Looking down at the waters of the Enns under the bridge, Nesvítski suddenly heard a sound new to him, of something swiftly approaching... something big, that splashed into the water.
“Just see where it carries to!” a soldier near by said sternly, looking round at the sound.
“Encouraging us to get along quicker,” said another uneasily.
The crowd moved on again. Nesvítski realized that it was a cannon ball.
“Hey, Cossack, my horse!” he said. “Now, then, you there! get out of the way! Make way!”

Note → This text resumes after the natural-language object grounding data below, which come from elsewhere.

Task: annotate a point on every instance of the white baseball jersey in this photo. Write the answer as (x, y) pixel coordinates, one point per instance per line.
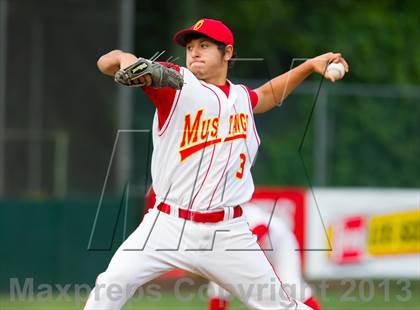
(204, 151)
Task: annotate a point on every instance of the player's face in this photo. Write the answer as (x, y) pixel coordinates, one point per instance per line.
(205, 60)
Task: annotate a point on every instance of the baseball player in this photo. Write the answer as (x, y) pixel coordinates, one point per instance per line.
(279, 244)
(205, 141)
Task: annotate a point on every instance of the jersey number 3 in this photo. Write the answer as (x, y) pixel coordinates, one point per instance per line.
(240, 173)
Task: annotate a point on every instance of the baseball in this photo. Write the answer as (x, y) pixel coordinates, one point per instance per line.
(336, 70)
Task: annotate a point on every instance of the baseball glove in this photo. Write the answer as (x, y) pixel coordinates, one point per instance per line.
(161, 75)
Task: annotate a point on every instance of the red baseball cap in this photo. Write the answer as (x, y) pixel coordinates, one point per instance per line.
(211, 28)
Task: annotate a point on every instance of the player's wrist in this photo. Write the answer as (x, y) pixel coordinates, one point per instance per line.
(310, 65)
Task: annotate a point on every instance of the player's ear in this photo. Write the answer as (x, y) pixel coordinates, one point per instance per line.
(228, 52)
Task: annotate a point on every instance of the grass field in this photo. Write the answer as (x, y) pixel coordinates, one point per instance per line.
(365, 294)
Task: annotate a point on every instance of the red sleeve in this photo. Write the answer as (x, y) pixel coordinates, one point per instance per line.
(253, 96)
(162, 98)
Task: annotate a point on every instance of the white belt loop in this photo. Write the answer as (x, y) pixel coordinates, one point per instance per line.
(228, 213)
(174, 211)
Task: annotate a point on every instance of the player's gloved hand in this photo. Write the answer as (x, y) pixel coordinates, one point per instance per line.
(139, 73)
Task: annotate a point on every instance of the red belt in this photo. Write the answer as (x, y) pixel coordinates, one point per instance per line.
(200, 217)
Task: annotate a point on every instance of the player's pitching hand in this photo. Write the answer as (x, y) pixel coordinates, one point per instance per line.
(320, 63)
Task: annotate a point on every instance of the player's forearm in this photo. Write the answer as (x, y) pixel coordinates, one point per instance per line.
(111, 62)
(276, 90)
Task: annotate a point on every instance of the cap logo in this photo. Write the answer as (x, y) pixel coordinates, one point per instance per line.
(198, 24)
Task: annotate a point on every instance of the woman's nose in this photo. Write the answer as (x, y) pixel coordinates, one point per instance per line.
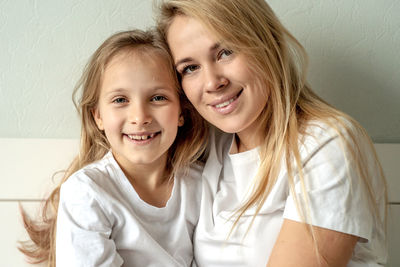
(214, 79)
(139, 114)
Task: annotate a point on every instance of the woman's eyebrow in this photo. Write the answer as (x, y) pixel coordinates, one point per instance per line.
(188, 59)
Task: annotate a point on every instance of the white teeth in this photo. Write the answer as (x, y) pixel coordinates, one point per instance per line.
(225, 103)
(140, 137)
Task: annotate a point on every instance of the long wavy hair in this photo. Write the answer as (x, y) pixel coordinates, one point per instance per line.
(187, 147)
(280, 62)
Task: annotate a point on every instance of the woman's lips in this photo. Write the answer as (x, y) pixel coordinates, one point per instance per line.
(227, 106)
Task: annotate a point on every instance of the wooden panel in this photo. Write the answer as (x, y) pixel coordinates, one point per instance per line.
(29, 164)
(389, 155)
(12, 231)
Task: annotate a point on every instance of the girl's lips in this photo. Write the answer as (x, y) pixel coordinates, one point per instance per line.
(228, 105)
(142, 138)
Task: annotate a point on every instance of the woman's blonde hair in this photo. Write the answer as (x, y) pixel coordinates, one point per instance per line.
(250, 27)
(188, 145)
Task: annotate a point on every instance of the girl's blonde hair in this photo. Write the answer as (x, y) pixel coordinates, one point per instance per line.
(188, 146)
(250, 27)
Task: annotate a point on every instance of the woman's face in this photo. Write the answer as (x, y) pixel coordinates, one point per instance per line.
(218, 81)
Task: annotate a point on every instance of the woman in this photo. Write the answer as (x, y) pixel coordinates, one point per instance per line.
(297, 182)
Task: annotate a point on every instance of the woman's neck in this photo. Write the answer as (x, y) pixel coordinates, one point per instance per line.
(242, 143)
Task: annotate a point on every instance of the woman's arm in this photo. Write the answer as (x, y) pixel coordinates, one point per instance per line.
(295, 247)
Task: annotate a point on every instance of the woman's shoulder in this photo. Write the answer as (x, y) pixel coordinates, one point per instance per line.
(317, 134)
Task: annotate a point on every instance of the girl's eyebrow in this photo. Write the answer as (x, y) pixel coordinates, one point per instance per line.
(188, 59)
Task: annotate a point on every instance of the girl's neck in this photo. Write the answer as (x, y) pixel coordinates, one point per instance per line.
(152, 182)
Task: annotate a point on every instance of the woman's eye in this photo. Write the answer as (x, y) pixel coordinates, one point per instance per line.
(158, 98)
(120, 100)
(189, 69)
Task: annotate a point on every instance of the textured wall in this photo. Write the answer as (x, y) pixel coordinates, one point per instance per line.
(353, 48)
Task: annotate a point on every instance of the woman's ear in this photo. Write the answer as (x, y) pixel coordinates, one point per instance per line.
(181, 120)
(97, 117)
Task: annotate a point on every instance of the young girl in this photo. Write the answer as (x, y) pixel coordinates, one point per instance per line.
(297, 182)
(130, 197)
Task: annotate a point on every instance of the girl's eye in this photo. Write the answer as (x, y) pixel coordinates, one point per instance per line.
(224, 53)
(120, 100)
(158, 98)
(189, 69)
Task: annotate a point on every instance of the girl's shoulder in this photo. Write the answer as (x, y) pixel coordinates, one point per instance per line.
(93, 177)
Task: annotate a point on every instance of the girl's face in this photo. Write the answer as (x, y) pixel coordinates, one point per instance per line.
(138, 109)
(218, 82)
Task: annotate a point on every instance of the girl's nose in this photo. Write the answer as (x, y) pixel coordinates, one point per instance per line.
(139, 114)
(214, 80)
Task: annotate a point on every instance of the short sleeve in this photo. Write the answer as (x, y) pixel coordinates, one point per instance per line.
(337, 197)
(83, 228)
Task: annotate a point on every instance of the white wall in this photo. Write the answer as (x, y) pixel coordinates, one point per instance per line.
(353, 47)
(43, 49)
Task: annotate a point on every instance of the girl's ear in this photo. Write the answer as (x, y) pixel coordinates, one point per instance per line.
(181, 120)
(97, 118)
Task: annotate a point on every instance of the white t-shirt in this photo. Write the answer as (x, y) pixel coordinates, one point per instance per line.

With great difficulty he managed to get to his horse, and shouting continually he moved on. The soldiers squeezed themselves to make way for him, but again pressed on him so that they jammed his leg, and those nearest him were not to blame for they were themselves pressed still harder from behind.

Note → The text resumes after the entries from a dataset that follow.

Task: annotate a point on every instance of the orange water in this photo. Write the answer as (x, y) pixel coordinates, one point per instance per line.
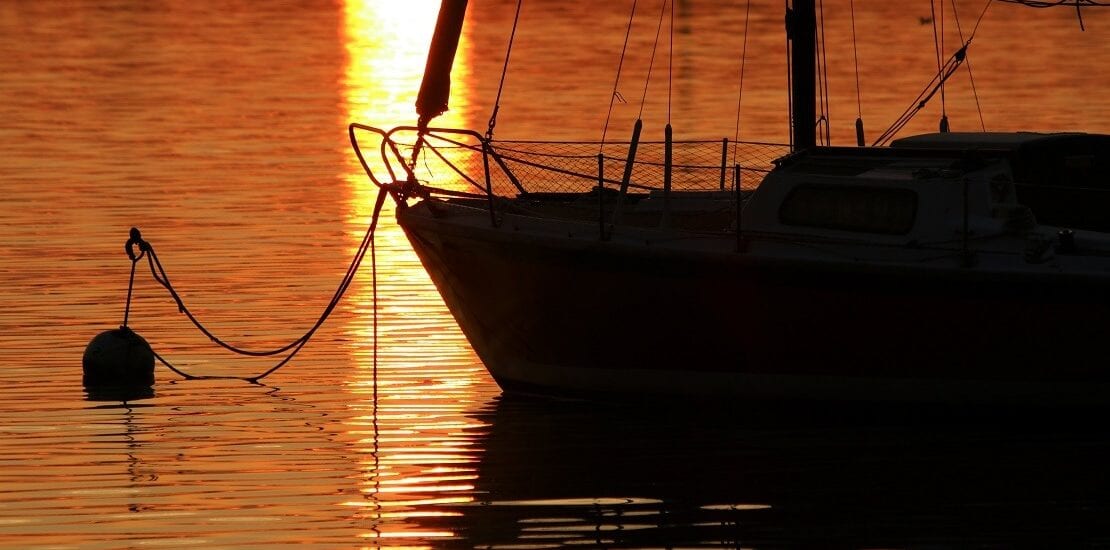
(220, 130)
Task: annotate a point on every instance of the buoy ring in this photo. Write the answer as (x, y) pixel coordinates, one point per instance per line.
(118, 358)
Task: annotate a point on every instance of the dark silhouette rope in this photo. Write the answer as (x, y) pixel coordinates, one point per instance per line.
(159, 273)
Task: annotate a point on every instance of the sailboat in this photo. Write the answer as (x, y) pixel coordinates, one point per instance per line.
(954, 267)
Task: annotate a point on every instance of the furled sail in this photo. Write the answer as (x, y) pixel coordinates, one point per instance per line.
(435, 88)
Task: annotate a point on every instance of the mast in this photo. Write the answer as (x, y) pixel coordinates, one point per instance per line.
(801, 32)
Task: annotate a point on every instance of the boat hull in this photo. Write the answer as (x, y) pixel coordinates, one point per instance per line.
(563, 312)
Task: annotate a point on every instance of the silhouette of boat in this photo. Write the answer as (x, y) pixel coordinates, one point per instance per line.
(946, 267)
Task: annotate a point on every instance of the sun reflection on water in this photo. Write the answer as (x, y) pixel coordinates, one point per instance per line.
(411, 428)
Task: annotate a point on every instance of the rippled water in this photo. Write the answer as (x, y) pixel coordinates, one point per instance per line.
(220, 130)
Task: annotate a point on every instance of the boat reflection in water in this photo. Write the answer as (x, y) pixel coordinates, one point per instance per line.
(568, 473)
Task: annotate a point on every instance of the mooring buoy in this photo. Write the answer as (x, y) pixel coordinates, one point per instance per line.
(118, 358)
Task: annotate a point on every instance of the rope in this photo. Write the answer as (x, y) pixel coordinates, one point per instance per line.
(616, 96)
(504, 71)
(160, 276)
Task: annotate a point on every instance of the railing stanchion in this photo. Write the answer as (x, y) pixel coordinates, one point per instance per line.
(485, 167)
(724, 161)
(739, 209)
(601, 196)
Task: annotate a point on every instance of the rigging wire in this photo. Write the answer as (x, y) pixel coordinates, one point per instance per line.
(938, 42)
(670, 61)
(739, 95)
(504, 71)
(975, 91)
(789, 73)
(615, 96)
(947, 70)
(823, 73)
(1077, 3)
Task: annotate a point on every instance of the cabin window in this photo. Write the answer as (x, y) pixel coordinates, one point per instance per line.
(850, 208)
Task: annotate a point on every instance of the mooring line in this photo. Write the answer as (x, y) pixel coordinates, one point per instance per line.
(159, 273)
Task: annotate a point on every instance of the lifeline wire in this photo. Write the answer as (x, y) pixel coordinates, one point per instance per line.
(504, 71)
(159, 273)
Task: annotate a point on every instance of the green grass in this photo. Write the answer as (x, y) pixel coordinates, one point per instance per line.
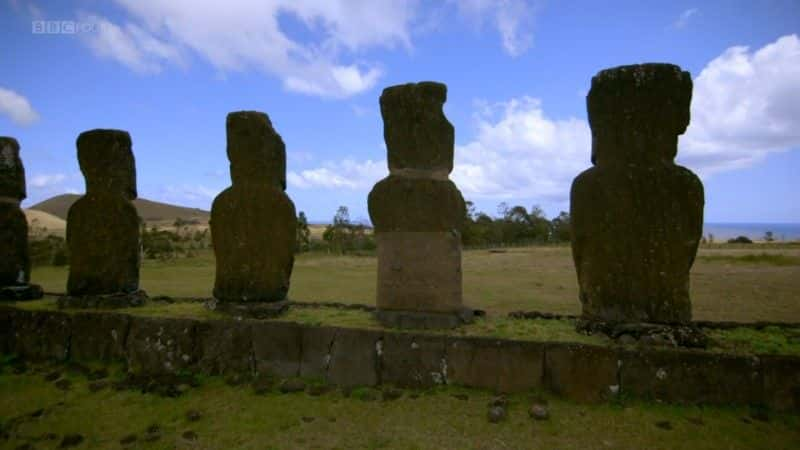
(234, 417)
(771, 259)
(532, 278)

“Nesvítski, Nesvítski! you numskull!” came a hoarse voice from behind him.
Nesvítski looked round and saw, some fifteen paces away but separated by the living mass of moving infantry, Váska Denísov, red and shaggy, with his cap on the back of his black head and a cloak hanging jauntily over his shoulder.
“Tell these devils, these fiends, to let me pass!” shouted Denísov evidently in a fit of rage, his coal-black eyes with their bloodshot whites glittering and rolling as he waved his sheathed saber in a small bare hand as red as his face.
“Ah, Váska!” joyfully replied Nesvítski. “What’s up with you?”